In rapida successione, i fuggitivi avevano ingaggiato due conflitti a fuoco coi militari dell’Arma di due diverse pattuglie intervenute, in due vicine località, sparando in entrambi i casi ad altezza d’uomo. Solo per un fortunato caso non si erano dovute contare delle vittime. Per questi motivi la Procura di Siena contesta oltre alla rapina a mano armata, al porto di armi da guerra, anche il tentato omicidio. Particolarmente attento e puntuale è stato il repertamento di tracce, non solo biologiche, sugli automezzi rinvenuti. Non avendo potuto rispettare i tempi programmati per la fuga, a causa del tempestivo arrivo delle gazzelle dell’Arma, i rapinatori avevano dovuto lasciare molte tracce che venivano accuratamente e pazientemente raccolte dai Carabinieri del Nucleo Investigativo di Siena, le conseguenti analisi sono state affidate al RIS di Roma e tuttora proseguono.

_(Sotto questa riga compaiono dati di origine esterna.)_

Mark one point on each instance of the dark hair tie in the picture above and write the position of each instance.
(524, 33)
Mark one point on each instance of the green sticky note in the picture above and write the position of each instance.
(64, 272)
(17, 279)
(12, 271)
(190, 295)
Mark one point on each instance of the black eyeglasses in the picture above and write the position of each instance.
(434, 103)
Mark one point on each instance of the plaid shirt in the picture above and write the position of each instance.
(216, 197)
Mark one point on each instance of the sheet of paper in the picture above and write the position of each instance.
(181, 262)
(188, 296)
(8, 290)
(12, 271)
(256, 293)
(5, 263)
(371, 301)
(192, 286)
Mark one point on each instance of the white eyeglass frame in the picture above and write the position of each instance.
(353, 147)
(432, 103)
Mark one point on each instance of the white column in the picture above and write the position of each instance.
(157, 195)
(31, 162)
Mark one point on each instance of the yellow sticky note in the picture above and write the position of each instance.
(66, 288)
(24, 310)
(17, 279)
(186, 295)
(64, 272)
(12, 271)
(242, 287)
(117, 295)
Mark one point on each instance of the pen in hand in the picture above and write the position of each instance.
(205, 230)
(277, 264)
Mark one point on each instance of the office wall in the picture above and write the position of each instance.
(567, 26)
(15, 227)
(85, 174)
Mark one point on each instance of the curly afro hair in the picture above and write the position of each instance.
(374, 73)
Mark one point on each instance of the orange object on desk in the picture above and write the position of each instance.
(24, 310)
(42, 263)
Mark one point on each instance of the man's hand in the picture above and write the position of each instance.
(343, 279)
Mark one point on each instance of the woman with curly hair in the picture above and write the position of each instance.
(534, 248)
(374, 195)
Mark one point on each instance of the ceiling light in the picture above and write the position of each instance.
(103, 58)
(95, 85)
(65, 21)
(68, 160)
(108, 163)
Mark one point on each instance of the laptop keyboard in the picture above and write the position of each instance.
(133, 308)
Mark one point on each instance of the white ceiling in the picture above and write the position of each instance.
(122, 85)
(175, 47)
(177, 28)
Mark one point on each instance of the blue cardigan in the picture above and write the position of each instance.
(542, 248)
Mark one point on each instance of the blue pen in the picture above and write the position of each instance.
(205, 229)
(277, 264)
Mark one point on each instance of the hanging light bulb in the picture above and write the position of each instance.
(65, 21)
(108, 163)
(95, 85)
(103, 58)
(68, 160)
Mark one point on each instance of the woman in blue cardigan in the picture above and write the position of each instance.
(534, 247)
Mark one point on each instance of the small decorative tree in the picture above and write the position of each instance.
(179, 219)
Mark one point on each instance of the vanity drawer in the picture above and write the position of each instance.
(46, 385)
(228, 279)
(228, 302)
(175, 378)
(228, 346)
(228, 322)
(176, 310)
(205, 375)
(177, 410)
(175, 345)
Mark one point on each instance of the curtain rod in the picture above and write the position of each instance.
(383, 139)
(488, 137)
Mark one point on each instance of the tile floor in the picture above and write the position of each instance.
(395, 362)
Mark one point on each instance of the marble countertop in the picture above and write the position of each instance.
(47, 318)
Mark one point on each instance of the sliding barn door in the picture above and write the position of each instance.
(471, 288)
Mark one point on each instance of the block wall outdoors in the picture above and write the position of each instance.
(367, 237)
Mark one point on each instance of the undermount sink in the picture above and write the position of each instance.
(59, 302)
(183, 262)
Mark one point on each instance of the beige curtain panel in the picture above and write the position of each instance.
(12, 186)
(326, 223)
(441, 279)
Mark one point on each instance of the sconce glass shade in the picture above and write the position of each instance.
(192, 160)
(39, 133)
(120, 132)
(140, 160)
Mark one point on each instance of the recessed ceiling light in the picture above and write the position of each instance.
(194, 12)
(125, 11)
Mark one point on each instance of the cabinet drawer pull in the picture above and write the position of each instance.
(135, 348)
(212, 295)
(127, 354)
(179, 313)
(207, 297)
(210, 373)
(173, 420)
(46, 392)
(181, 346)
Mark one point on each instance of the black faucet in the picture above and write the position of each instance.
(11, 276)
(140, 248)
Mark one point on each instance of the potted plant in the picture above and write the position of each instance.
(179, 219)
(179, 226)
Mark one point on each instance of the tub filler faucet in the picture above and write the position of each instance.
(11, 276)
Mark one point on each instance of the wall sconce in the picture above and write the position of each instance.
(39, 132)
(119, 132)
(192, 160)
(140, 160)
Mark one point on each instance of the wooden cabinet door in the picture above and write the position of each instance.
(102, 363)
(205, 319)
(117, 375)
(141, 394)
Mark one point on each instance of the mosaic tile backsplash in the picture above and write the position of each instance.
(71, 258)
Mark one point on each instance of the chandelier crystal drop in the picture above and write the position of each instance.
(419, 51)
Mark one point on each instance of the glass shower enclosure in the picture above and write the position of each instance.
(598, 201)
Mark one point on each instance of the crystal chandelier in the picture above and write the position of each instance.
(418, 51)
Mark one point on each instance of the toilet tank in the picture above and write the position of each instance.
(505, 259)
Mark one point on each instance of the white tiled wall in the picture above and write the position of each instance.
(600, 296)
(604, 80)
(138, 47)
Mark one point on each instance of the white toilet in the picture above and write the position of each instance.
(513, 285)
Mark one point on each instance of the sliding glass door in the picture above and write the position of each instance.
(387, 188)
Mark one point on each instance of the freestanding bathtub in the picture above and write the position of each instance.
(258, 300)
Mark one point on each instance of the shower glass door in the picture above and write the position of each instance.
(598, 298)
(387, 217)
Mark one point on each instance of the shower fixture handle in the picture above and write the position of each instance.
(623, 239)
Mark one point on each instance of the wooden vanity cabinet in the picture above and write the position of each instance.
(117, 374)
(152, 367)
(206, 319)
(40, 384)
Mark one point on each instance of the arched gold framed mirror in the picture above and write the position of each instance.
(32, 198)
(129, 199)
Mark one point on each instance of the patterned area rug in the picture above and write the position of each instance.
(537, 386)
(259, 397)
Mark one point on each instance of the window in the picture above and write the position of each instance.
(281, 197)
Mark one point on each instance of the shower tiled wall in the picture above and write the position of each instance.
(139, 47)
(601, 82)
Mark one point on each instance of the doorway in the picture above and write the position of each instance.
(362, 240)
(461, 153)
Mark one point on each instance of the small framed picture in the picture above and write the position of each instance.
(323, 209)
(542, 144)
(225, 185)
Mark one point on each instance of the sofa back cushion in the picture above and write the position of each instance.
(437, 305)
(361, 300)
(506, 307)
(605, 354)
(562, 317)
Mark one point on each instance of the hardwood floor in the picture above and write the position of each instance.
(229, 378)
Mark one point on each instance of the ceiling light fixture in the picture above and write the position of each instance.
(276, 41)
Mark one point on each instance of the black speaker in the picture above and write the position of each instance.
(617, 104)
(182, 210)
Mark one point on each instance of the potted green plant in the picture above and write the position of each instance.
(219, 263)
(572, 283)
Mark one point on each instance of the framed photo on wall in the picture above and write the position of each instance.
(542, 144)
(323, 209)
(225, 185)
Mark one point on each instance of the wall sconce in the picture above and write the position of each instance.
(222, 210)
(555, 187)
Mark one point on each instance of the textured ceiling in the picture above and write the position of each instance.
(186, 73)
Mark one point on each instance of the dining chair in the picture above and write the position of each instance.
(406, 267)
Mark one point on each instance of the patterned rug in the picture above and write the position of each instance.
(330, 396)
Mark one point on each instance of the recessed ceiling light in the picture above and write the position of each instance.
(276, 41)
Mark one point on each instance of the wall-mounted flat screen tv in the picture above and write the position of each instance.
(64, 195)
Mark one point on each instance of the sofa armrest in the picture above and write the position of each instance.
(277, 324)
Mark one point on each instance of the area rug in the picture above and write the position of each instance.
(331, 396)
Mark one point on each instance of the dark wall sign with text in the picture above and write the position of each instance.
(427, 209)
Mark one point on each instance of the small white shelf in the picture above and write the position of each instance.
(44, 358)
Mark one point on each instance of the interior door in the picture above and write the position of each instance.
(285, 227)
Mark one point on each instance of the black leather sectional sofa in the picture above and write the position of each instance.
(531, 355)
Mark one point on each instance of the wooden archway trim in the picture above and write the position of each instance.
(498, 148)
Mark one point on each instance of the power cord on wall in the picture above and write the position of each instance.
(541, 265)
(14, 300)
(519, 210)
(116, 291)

Nel frattempo le accurate e parallele indagini, svolte con metodi tradizionali, avevano condotto gli investigatori su una pista pugliese, in particolare cerignolana, sulla scia di casi analoghi verificatosi in alcune località del territorio nazionale. Si sospetta naturalmente la presenza di basisti in Toscana, la cui identità è in corso di accertamento. La prova del DNA ha consentito di identificare dapprima uno degli autori in C.M., pregiudicato quarantenne di Cerignola. Nei suoi confronti era stato emesso e eseguito un primo decreto di fermo. Ora un secondo soggetto è finito in carcere: C.F., trentanovenne di Andria (FG), nei cui confronti il PM Natalini ha emesso un decreto di fermo. Ma i Carabinieri del Nucleo Investigativo di Siena, sotto la direzione del Colonnello Giorgio Manca – comandante provinciale – dispongono oggi di molti elementi investigativi (tra cui codici genetici e impronte digitali) e confidano pertanto di individuare quanto prima ulteriori complici dei reati.